Mad Men, Girls and Englishmen

by Carl Wilson

Out of proportion to all sanity, my personal version of the Internet (overpopulated with pop-culture overanalyzers) has been preoccupied the past several days with the (reportedly $250,ooo) appearance of the actual Beatles recording of “Tomorrow Never Knows” on Mad Men, its plot function, its true role in the music of 1966 and what a “quasi-hip … inventive, highly competitive trend-chaser” like Don Draper really would have made of it.

Obviously not a world-shaking discussion, but maybe one with a bit more relevance than at first glance. Draper’s character was quasi-hip (screwing around with a bohemian Greenwich Village girl, checking out Antonioni pictures, reading Frank O’Hara, though always a little befuddled by them) in the late 50s and early 60s. It was useful to his profession and it satisfied some of his own restlessness and curiosity. But then things accelerated. In Sunday’s episode, he thought he already knew what the Beatles were about, because he’d had a handle on them a year or two earlier as a particularly inventive teen-pop band. That’s not an unreasonable expectation most of the time – two decades later, if you had a pretty good idea what Thriller was, you weren’t deeply clueless if you didn’t pay close attention to the differences in Bad. But in the mid-sixties, the centre of generational gravity was sliding much faster, and the quasi-hip Draper of his mid-30s becomes unfairly, upsettingly much older – the “Mr. Jones” Draper of 40.

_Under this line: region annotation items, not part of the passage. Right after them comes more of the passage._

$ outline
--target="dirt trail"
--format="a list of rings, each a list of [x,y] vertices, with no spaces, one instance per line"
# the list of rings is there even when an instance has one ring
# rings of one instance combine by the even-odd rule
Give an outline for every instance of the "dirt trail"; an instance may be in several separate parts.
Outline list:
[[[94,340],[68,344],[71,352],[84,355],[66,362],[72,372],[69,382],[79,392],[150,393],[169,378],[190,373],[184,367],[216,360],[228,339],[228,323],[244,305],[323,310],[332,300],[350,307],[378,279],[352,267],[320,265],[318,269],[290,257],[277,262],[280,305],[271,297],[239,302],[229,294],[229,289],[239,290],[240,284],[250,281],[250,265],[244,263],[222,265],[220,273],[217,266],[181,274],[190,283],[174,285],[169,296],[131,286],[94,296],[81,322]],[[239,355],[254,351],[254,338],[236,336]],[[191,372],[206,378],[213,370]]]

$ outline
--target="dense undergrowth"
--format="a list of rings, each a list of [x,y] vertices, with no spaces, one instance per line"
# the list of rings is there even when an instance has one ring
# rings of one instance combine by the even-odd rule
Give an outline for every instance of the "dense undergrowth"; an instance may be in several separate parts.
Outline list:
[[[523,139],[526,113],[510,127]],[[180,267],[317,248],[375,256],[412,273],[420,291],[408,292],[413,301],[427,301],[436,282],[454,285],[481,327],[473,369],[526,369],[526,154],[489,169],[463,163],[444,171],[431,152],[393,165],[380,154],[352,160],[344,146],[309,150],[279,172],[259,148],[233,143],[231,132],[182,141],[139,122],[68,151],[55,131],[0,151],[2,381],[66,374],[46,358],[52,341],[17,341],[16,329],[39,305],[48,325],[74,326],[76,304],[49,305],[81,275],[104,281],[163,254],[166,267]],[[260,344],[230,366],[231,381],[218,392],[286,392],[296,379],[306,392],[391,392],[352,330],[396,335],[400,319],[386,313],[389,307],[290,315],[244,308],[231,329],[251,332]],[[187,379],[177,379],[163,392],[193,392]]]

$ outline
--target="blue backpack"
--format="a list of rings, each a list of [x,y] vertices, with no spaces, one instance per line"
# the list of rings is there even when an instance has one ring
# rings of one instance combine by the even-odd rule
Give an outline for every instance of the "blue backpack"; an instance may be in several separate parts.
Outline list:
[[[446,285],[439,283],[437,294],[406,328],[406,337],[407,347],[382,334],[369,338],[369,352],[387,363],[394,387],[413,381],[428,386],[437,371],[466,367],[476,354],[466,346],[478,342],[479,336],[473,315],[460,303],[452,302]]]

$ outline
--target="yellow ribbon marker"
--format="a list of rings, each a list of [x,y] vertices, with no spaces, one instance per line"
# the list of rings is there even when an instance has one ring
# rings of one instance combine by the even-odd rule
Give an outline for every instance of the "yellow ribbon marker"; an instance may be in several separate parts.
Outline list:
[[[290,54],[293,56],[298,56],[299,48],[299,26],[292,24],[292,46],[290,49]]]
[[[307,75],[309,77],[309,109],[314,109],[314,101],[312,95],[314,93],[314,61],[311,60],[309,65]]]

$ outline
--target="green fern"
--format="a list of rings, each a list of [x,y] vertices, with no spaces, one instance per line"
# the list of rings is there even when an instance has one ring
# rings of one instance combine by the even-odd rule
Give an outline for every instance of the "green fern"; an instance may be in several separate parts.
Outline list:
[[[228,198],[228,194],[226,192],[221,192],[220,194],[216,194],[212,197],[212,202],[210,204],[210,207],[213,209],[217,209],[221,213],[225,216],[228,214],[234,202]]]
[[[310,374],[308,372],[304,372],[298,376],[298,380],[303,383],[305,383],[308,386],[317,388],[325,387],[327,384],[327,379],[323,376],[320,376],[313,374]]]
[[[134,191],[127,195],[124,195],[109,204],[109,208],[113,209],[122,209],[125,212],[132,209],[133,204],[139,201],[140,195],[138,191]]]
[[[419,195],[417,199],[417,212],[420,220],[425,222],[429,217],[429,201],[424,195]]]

Thanks for the screen captures to Tom & Lorenzo.

As the show slips from the “forgotten Sixties” in which it began to the familiar later Sixties of a million TV specials, it hazards losing its subtlety and surprise. (This season has compensated by broadening its set pieces, and I’ve personally enjoyed that, but the risks are all visible.) But perhaps not if it keeps its attention on another allegorical level – when it comes to that kind of generational-shift velocity, I think the equivalent is the period we’re in right now. It’s one of those times when looking away for a year is like missing half a decade.

For one thing the “millennial” “echo boom” is the largest demographic group since the Baby Boom, by far. So it’s got that parallel momentum. But of course its salient cultural mover and marker is not music nearly so much as technology – “When did music get so important?” Draper asks, just as I often find myself asking, “When did music get so much less important?” – because the young adults coming of age now are the first really to grow up with the Internet. As a relative Don to their collective Megan (his much younger, hipper wife), I haven’t quite yet encountered my “Tomorrow Never Knows” watershed of bafflement, although I do suspect that the broader significance of Tumblr will always elude me. But I see it nearing.

Indeed, I think it’s one of the things going on with the comparable way-too-much-talked-aboutness of Lena Dunham’s Girls – that beyond the legit (but also sexist-double-standard) complaints about its white, wealthy, urban privilege, there’s also a disconnect between many observers and the part of the culture that it’s coming from.

In the way that someone of Draper’s generation was dumbfounded and annoyed by the boomer kids’ blithe shrugging off of dutifulness and pragmatism, I think some of Girls critics are having trouble distinguishing between the privileged part of its aesthetic and the part that’s really about being post-privacy and about navigating a life in which you are always already over-exposed. Or about being aware how fast things are going and having an undignified kind of haste about getting ahead of that curve. It reads as narcissism, in both cases. And youth is always narcissistic (although it is also often generous).

That’s why Girls compels me, even though I don’t find most of its jokes as funny as some viewers appear to. (It works better for me as a skewed drama than a comedy.) And it’s what I hope Mad Men could use its time exploring rather than running down the clock with swingin’ Sixties cliches – the other side of the Sixties myth: the pain of adjusting, the melancholy of being left behind, the Zen of giving up on being cool, the possible benefits of getting very confused, the rehearsal for mortality that is falling out of touch. That’s an understatement worth making.